Let’s put it a different way.
Imagine, and maybe you are this person, eyeing up Jesus from a distance. (More likely, you’re eyeing up people who call themselves Jesus-followers, not Jesus.) You’re considering him in the manner of a rumor. Is he real? And if so, what could you expect if, theoretically, you became a follower too? Most people from this perspective imagine a mild hardship, a denial of things they like to do, like not being able to read the comics on a Sunday, or drink, or cuss … and maybe there would be some friends who would look askance at the whole enterprise, and that would be awkward. And then, in exchange, you might get Jesus as a sort of fuel additive that would make your life run smoother in some way. You size up his followers to see how their lives are going. You’re not really asking, ‘Is it true’? You’re asking, ‘Would life be any better?’ And if it did get better, then maybe the Jesus thing was worth doing. That’s a teeny Jesus concept. And looked at that way, who’d bother with it? Not me.
Then there’s the person who really does want something, in the sense of knowing what’s true, and good, who could consider a change of orientation, and does wonder now and again if the right direction is this Jesus thing. This person runs a different calculus. Again, it’s ‘What would I have to do?’ And after whatever that is, there’s a fair certainty that things would be better, though again, in an undefined sort of way. But here’s a different hangup. If this person is serious about the prospect, he probably thinks, ‘I could never approach something as grand as God, or even the Son of God … they’d never have me!’ That’s a giant and terrible Jesus concept. I wouldn’t have the nerve to go there myself.
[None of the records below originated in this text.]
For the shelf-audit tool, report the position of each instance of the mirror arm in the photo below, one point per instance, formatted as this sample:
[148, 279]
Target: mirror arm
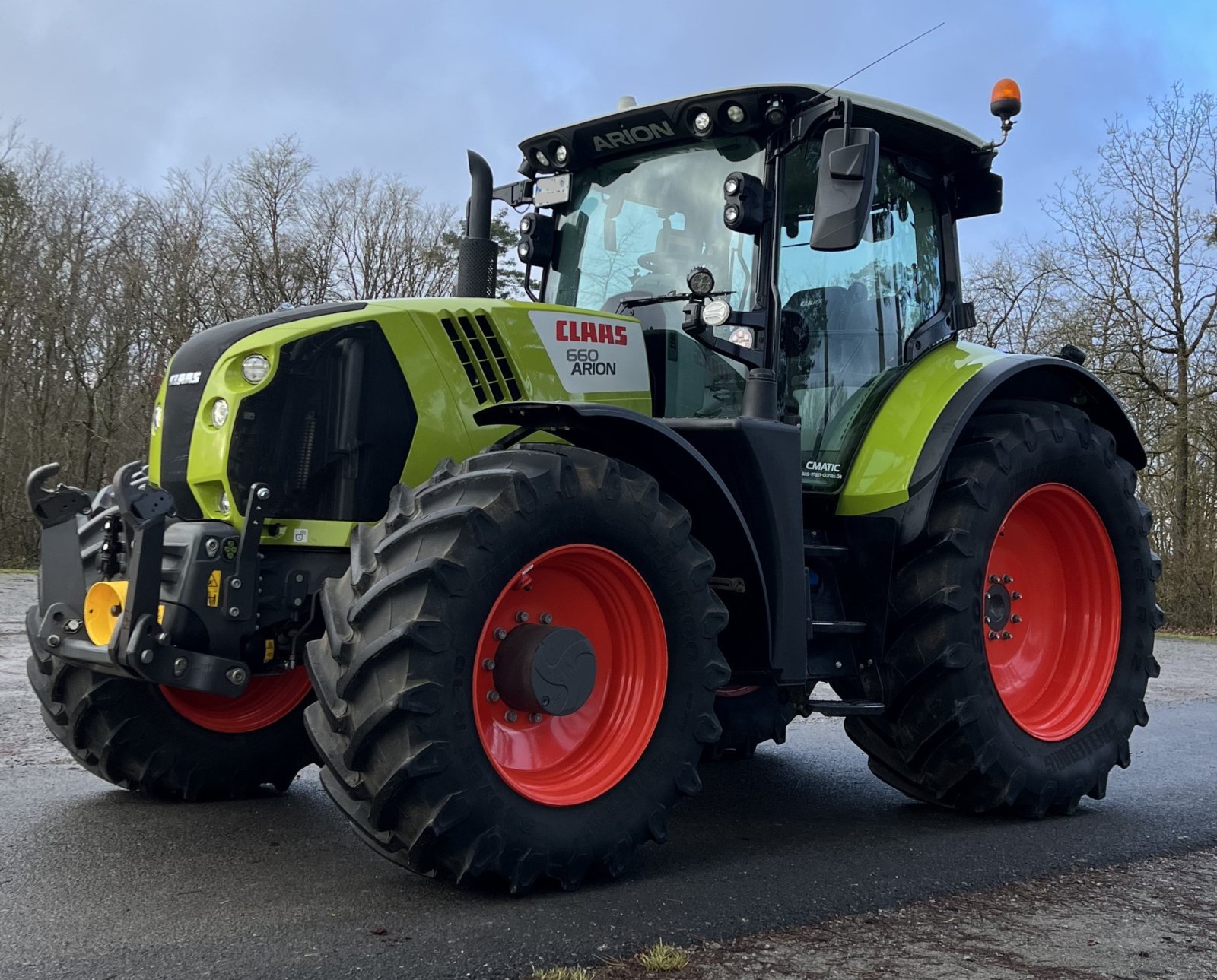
[806, 123]
[514, 195]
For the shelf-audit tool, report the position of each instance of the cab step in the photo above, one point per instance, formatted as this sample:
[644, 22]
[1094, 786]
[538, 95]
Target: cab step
[840, 709]
[849, 626]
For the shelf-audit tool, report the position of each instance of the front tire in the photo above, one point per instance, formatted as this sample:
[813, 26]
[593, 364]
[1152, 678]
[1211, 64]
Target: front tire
[1025, 622]
[432, 754]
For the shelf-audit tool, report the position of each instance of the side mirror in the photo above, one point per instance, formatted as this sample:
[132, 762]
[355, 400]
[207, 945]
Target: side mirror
[845, 189]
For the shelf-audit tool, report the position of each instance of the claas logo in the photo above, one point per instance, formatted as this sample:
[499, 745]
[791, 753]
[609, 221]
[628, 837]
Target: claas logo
[589, 332]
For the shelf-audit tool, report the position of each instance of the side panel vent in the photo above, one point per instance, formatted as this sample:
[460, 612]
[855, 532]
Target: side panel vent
[480, 353]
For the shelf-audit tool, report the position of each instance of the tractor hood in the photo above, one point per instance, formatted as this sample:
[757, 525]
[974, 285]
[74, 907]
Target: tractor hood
[358, 397]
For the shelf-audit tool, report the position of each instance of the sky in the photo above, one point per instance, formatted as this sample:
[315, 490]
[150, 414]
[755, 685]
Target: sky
[405, 87]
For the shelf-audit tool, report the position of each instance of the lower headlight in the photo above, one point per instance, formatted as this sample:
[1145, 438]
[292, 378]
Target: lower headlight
[219, 412]
[742, 337]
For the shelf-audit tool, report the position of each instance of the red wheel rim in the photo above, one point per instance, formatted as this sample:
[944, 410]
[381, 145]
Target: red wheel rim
[1052, 612]
[267, 699]
[571, 759]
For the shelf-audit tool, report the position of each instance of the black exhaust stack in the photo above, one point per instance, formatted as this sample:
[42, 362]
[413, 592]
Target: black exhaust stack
[478, 269]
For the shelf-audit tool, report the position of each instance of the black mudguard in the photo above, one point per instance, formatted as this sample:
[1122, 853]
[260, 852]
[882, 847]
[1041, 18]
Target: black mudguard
[1036, 379]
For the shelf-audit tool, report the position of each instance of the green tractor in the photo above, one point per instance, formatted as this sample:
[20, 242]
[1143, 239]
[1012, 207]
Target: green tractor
[733, 450]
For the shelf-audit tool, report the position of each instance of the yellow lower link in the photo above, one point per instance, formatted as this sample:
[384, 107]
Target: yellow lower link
[100, 602]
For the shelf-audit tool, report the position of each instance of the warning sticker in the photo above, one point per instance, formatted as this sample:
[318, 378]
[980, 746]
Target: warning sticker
[602, 354]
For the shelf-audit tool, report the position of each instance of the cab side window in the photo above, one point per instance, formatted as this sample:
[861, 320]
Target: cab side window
[845, 316]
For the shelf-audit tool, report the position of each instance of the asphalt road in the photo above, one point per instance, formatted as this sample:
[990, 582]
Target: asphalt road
[97, 882]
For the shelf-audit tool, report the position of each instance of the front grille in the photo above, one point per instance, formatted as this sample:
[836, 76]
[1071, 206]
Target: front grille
[480, 353]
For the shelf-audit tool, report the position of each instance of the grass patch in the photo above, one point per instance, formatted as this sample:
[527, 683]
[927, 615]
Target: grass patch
[564, 973]
[663, 959]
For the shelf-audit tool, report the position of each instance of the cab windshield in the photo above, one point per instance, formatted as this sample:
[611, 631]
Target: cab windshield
[636, 227]
[633, 229]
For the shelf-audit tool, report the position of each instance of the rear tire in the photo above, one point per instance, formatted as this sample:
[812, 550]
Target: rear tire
[127, 732]
[1025, 714]
[418, 750]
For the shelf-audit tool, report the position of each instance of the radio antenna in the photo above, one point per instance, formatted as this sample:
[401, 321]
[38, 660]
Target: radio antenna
[864, 67]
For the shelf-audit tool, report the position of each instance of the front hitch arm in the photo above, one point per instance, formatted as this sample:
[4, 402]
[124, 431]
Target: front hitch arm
[62, 576]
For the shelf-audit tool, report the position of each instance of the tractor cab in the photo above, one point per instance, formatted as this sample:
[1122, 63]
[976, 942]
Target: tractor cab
[700, 218]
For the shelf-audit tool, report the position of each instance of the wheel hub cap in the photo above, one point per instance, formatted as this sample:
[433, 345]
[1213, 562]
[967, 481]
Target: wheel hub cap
[547, 669]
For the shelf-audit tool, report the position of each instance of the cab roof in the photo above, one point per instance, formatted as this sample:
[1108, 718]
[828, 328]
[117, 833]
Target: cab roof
[945, 146]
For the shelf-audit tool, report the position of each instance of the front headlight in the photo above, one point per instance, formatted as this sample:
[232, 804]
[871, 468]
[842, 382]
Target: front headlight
[219, 412]
[716, 312]
[255, 369]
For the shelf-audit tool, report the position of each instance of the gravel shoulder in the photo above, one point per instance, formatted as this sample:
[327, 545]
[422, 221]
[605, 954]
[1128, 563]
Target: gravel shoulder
[1154, 918]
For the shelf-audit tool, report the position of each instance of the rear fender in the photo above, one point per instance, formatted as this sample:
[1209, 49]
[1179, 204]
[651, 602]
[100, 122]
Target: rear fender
[900, 464]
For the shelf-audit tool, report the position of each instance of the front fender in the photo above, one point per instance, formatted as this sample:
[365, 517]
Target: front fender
[901, 458]
[762, 636]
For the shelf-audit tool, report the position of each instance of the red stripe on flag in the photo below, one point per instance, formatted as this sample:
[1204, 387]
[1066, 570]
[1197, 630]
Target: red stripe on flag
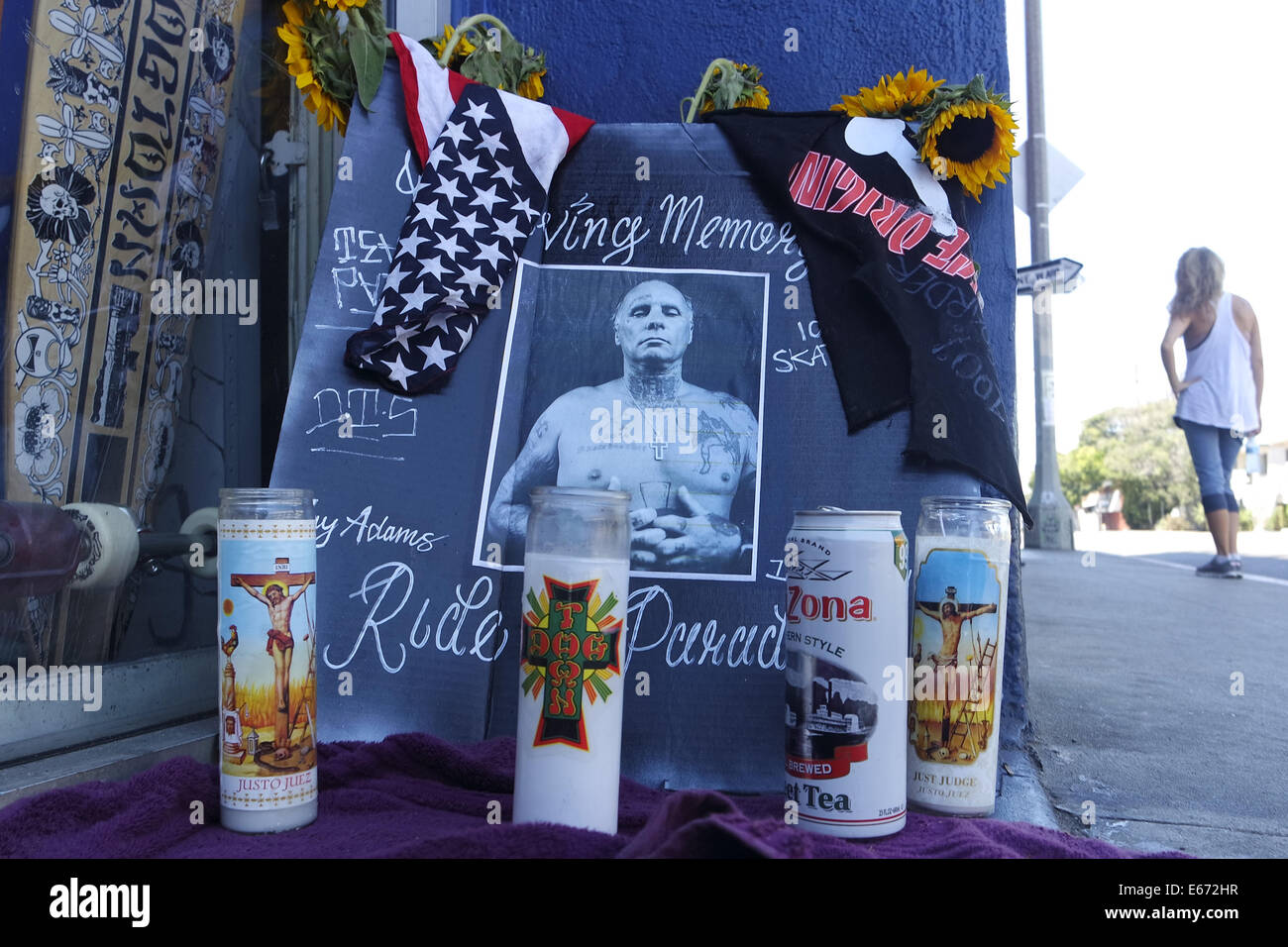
[411, 95]
[575, 125]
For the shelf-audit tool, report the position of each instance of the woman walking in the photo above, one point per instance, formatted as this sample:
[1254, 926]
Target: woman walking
[1219, 402]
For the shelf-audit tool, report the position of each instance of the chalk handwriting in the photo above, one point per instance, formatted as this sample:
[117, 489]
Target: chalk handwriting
[366, 528]
[651, 625]
[375, 412]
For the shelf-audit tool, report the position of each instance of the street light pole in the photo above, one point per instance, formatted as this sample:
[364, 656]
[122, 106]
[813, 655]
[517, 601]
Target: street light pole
[1052, 517]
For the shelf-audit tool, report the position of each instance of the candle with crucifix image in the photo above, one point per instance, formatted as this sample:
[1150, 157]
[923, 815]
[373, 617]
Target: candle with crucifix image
[267, 634]
[576, 587]
[958, 631]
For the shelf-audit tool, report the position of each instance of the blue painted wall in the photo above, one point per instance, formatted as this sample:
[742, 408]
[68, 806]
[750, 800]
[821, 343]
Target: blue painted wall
[622, 62]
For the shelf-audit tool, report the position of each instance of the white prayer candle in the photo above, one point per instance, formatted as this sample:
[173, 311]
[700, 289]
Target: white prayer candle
[576, 587]
[268, 780]
[958, 635]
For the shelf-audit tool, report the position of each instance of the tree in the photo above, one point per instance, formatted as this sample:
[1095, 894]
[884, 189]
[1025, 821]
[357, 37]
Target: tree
[1144, 454]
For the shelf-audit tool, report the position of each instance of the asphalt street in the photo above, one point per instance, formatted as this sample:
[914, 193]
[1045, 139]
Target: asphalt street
[1141, 735]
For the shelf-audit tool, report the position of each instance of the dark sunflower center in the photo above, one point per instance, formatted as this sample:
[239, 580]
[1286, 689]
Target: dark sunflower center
[966, 140]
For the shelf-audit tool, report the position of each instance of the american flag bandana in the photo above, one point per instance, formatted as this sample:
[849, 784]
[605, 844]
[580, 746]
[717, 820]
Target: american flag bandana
[482, 189]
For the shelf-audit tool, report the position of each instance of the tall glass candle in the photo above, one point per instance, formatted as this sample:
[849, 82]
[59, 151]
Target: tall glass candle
[958, 631]
[268, 671]
[576, 586]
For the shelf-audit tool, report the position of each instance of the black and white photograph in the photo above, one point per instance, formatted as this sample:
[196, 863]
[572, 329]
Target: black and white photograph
[643, 380]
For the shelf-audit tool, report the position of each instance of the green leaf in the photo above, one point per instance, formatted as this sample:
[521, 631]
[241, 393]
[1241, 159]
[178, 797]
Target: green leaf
[369, 60]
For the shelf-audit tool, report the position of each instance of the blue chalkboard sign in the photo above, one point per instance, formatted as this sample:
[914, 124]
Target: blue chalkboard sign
[420, 505]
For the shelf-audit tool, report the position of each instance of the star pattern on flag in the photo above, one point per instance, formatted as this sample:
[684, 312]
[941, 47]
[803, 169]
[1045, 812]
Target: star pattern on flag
[484, 172]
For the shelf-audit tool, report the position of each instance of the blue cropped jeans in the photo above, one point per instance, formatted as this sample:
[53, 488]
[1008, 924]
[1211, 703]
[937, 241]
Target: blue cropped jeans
[1214, 453]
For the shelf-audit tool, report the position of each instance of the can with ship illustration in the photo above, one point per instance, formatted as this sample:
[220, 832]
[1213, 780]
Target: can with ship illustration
[846, 628]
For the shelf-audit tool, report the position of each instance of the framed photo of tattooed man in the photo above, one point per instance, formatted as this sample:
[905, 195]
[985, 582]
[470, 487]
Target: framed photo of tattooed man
[643, 380]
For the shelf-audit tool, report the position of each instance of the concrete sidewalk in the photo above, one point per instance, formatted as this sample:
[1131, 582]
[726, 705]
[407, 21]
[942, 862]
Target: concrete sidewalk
[1129, 696]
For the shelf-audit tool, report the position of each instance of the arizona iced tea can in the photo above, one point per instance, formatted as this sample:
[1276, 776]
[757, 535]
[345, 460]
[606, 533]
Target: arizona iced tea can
[958, 630]
[846, 628]
[575, 578]
[268, 676]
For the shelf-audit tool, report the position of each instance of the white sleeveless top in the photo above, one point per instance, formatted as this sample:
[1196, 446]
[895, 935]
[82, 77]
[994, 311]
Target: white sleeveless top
[1225, 395]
So Jesus, for a lot of us, is either too little, or too big.
We come back now to what he always said about himself. (1) He is the Way, the Truth, and the Life. He’s not just another great teacher and a nice guy. And (2) He came not to be served, but to serve, and he gave his life in order to rescue us. And that means (and it can only mean) that he wants the entirety of each of us, not just the parts we want him to see.
We may not choose to enter this bargain, which is nothing like the other two. But it is the bargain.